Most families choose a piano teacher the way they choose a lot of things. They ask a neighbor, find someone close to home, and hope it works out. Marian Lamoureux of Hinsdale thinks the choice deserves more thought than that, because the right teacher can keep a child playing for years and the wrong one can end it inside a season.
Credentials matter less than people think
Training is real and it matters. A teacher who studied music seriously and prepares students for Royal Conservatory of Music examinations knows the repertoire and the standards. That background gives a student a clear path to follow.
But credentials alone do not make a good teacher. Marian has met highly trained musicians who could not teach a beginner to save their lives, and she has met modestly credentialed teachers who kept students playing for years. The degree tells you what the teacher knows. It does not tell you whether they can read a child.
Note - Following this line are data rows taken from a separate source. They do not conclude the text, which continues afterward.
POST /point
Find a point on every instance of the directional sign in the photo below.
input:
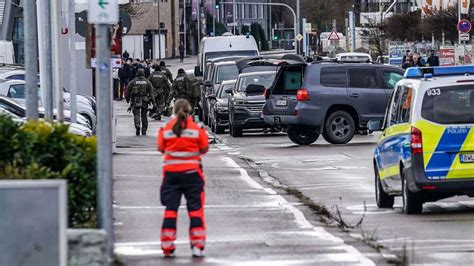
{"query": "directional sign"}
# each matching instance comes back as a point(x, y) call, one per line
point(464, 26)
point(103, 12)
point(334, 36)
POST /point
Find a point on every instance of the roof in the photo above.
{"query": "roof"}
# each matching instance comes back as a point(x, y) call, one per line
point(257, 73)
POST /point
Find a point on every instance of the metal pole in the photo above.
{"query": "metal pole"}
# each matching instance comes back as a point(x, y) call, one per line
point(214, 21)
point(31, 59)
point(45, 57)
point(71, 19)
point(56, 60)
point(159, 30)
point(185, 28)
point(234, 7)
point(104, 133)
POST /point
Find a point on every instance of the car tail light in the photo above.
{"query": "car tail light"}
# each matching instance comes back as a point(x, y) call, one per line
point(416, 141)
point(302, 95)
point(267, 94)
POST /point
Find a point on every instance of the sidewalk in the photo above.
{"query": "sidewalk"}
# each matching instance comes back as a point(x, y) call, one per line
point(247, 221)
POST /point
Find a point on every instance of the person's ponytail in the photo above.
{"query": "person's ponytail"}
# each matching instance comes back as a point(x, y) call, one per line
point(181, 111)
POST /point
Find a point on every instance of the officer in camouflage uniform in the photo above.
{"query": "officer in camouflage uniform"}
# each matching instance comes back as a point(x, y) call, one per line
point(160, 86)
point(139, 94)
point(183, 88)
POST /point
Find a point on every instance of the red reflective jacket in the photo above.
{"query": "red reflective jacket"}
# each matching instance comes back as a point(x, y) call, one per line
point(182, 153)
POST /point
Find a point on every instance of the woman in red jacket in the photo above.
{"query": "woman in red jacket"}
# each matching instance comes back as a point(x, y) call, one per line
point(182, 143)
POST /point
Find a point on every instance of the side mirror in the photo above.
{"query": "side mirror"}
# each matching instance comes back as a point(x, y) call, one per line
point(255, 89)
point(375, 125)
point(208, 83)
point(197, 71)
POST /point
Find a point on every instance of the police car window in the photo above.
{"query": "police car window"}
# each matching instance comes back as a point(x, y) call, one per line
point(332, 77)
point(365, 77)
point(391, 78)
point(449, 105)
point(228, 72)
point(394, 107)
point(404, 106)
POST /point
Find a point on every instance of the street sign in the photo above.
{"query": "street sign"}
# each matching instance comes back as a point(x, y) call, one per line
point(464, 26)
point(334, 36)
point(464, 37)
point(103, 12)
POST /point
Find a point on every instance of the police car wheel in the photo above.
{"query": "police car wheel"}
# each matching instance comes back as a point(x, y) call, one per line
point(339, 128)
point(412, 202)
point(383, 199)
point(302, 135)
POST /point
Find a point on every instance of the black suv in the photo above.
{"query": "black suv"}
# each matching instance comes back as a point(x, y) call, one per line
point(328, 98)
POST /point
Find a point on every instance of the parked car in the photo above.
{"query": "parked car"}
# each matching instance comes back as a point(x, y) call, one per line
point(221, 71)
point(219, 107)
point(354, 58)
point(332, 99)
point(16, 89)
point(19, 110)
point(246, 101)
point(74, 128)
point(224, 46)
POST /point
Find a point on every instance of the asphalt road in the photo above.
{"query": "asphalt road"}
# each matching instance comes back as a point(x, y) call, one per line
point(341, 179)
point(249, 221)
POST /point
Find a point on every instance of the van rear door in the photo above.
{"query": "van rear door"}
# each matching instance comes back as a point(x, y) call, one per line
point(447, 132)
point(281, 97)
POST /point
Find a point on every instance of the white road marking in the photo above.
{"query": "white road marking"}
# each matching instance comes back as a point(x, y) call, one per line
point(300, 219)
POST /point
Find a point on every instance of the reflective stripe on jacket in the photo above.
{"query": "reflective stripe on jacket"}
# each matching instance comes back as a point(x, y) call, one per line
point(182, 153)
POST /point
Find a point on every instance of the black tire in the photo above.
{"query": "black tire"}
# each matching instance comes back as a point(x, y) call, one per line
point(412, 201)
point(383, 199)
point(302, 135)
point(339, 128)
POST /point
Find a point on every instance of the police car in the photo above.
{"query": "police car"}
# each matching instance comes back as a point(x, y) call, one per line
point(426, 150)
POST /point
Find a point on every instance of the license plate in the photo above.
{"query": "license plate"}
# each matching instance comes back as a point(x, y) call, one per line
point(467, 158)
point(281, 102)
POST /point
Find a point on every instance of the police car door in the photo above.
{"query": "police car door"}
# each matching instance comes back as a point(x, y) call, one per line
point(394, 143)
point(446, 125)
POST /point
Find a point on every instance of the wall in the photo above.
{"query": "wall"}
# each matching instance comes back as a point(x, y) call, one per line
point(134, 45)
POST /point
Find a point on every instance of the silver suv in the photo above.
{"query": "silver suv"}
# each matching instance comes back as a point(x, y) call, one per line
point(332, 99)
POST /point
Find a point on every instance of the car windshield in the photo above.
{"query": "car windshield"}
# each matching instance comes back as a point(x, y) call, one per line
point(354, 58)
point(222, 93)
point(258, 79)
point(227, 72)
point(211, 55)
point(449, 105)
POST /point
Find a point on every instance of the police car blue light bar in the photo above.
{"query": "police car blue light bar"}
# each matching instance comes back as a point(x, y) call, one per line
point(419, 72)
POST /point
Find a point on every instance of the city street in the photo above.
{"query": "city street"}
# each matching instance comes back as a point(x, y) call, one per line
point(256, 215)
The questions worth asking on the first call
Ask how the teacher chooses repertoire. A teacher who says every student works through the same books in the same order is teaching the syllabus, not the child. A teacher who talks about matching music to the student is paying attention to the right thing.
Ask what the first six months look like. A good teacher will talk about posture, reading, and habits, not about how fast the child will be playing songs. A teacher who promises quick, impressive results is usually skipping the foundation that makes a long-term player.
Ask about recitals and how the teacher handles nervous students. The answer tells you whether the teacher thinks about the child as a person on a stage or only as a set of fingers.
The warning signs
Marian names a few signs that a teacher may not be the right fit. A teacher who only praises and never corrects is not helping a child improve. A teacher who only criticizes and never connects with the student will lose them.
Watch for a teacher who treats the parent as an obstacle rather than a partner, and watch for one who cannot explain why a piece was assigned. The teacher should always be able to say what a given piece is teaching the student. If the only answer is that it was next in the book, the teacher is not making real choices.
The fit that actually matters
The best teacher for one child is not the best teacher for another. A shy student needs a different temperament than a confident one. Marian suggests a trial lesson before committing. Watch how the teacher talks to the child, not to you. Watch whether the child relaxes or tightens up. A child who walks out of a first lesson wanting to go back has told you most of what you need to know.